So sure, eBikes mean you can ride more downhills. That’s not the same as riding more.
2. I only have an hour. This I have more time for. If I don’t drive, it’s 30 mins to decent trails and half of that for Gravel bike technicality. Sometimes this cranks the ‘can’t be arsed‘ gauge deep into apathetic self loathing. Would I turbo charge my motivation with voltage? Amp up my laziness into a new me? Maybe. Probably not. Everyone is not me though.
3. I can’t ride a normal bike. You’d have to be a total twat not to be swayed by this rationale. That’s before we agree that more people on bikes can only be a good thing. If it’s mountain biker with a ruined knee or a commuter getting out of their car, electric bikes level a previously lumpy playing field.
When I smashed my ankle a few years ago, I’d have given the other foot to get off the turbo to ride outside with my friends. An eBike would have enabled that.
So for the hard of understanding I get it. What I don’t get are the endless reasons for why someone has chosen an eBike. Just be honest about it. We’re moving into a new phase where riding is about making choices not entirely based on fitness or injury. I still don’t know if this is a good or a bad thing. But it’s a thing and it’s going to be a majority thing at some point.

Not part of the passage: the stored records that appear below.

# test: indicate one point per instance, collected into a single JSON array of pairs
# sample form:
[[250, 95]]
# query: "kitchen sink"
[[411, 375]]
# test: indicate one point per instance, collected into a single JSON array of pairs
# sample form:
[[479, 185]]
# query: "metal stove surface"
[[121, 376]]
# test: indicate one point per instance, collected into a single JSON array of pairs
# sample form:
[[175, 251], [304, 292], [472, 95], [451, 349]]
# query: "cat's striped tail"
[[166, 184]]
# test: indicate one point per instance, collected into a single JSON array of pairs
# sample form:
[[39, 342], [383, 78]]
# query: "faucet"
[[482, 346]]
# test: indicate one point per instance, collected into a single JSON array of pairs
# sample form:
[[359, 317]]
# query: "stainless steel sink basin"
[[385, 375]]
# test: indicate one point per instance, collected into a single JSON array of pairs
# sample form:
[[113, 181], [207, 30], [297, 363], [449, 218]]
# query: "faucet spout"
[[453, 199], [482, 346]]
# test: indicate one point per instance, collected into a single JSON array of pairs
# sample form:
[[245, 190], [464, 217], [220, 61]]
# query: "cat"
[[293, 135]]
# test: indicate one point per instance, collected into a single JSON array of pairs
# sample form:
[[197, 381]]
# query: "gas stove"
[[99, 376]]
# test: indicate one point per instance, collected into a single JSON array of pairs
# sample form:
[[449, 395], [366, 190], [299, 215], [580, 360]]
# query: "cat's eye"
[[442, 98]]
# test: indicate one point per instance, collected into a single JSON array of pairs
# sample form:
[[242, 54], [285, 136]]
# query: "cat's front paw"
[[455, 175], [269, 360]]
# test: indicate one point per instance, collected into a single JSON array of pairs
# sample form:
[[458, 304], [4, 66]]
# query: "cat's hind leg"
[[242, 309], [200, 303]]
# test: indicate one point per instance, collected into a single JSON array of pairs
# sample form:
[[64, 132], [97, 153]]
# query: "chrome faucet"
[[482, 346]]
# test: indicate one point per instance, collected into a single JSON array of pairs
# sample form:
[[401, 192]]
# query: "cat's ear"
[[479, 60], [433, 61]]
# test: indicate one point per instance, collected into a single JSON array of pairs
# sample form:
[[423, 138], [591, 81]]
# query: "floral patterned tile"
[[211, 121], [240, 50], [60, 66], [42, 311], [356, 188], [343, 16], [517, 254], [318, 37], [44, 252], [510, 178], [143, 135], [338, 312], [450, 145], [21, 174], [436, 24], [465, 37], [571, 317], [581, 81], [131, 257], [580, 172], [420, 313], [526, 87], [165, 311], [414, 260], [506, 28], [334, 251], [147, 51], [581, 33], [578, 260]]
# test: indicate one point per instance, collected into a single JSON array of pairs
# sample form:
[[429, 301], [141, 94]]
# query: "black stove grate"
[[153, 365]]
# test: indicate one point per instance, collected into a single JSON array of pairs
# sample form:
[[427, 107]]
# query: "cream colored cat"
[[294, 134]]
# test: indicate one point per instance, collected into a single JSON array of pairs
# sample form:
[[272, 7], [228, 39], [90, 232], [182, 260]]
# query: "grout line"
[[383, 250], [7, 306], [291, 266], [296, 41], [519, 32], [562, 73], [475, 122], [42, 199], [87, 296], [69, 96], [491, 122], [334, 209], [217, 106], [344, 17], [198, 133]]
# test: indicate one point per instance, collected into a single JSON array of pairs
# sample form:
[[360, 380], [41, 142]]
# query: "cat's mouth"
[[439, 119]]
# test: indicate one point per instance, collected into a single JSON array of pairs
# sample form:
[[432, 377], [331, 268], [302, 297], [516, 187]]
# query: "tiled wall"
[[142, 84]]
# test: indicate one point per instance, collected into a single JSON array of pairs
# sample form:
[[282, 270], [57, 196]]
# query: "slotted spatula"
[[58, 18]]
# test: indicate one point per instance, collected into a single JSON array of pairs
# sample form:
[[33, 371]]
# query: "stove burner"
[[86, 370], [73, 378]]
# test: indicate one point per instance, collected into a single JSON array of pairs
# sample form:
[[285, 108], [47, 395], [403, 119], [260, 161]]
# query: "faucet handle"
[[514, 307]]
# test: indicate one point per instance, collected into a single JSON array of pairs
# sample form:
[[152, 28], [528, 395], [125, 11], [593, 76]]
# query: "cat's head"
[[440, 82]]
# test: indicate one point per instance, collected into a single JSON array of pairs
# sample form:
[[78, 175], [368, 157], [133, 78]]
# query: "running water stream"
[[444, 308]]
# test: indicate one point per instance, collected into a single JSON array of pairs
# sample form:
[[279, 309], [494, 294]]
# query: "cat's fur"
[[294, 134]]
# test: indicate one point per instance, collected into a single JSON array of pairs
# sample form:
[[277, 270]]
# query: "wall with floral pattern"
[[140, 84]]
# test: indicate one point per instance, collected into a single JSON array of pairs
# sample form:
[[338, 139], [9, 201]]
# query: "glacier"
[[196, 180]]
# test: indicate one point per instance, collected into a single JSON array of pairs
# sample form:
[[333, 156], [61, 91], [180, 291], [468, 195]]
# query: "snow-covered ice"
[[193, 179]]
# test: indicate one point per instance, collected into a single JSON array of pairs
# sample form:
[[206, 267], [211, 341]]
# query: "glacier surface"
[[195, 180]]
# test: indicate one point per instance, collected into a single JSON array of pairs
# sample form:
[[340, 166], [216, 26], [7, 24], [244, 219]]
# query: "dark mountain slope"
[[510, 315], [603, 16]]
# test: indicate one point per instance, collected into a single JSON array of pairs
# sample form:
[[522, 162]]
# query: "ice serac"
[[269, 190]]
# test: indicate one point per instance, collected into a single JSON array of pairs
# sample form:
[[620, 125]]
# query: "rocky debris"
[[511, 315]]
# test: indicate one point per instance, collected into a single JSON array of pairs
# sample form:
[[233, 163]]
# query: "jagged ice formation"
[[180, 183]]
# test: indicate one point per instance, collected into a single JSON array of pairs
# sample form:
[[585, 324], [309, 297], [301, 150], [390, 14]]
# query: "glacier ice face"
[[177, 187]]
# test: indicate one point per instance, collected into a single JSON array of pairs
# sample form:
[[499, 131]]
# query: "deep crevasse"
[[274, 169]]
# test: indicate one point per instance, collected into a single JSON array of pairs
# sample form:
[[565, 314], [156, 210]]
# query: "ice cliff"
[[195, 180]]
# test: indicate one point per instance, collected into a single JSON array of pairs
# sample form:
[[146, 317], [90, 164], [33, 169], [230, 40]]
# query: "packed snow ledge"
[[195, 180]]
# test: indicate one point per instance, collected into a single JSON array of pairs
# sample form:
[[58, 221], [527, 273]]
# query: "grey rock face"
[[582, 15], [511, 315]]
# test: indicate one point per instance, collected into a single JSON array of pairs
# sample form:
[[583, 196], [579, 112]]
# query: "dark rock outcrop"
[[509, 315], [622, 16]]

Feels quite soon.
There’s something else here. Price of entry and all that. eBikes are expensive – even compared to normal bikes – and I worry this is just another barrier to riding bikes. Don’t want to ride a normal bike, can’t afford an eBike. It’s not a new issue because there are already massive disparities between buying a utility bike and buying a mountain bike. eBikes amplify this disparity but they didn’t cause it.
Oh I just bought an eBike. For none of the reasons above. Obviously we’ll be back to that.
*to be fair, didn’t go well. Still you got to admire the self-belief 🙂
**The bike lexicon fails to align on what a non eBike is. It’s not acoustic whatever the mags might tell you.
***Yes I know this is massive stereotyping. It is based entirely on what I see every week. I’m sure there are many examples / outliers. But the plural of anecdote is not evidence.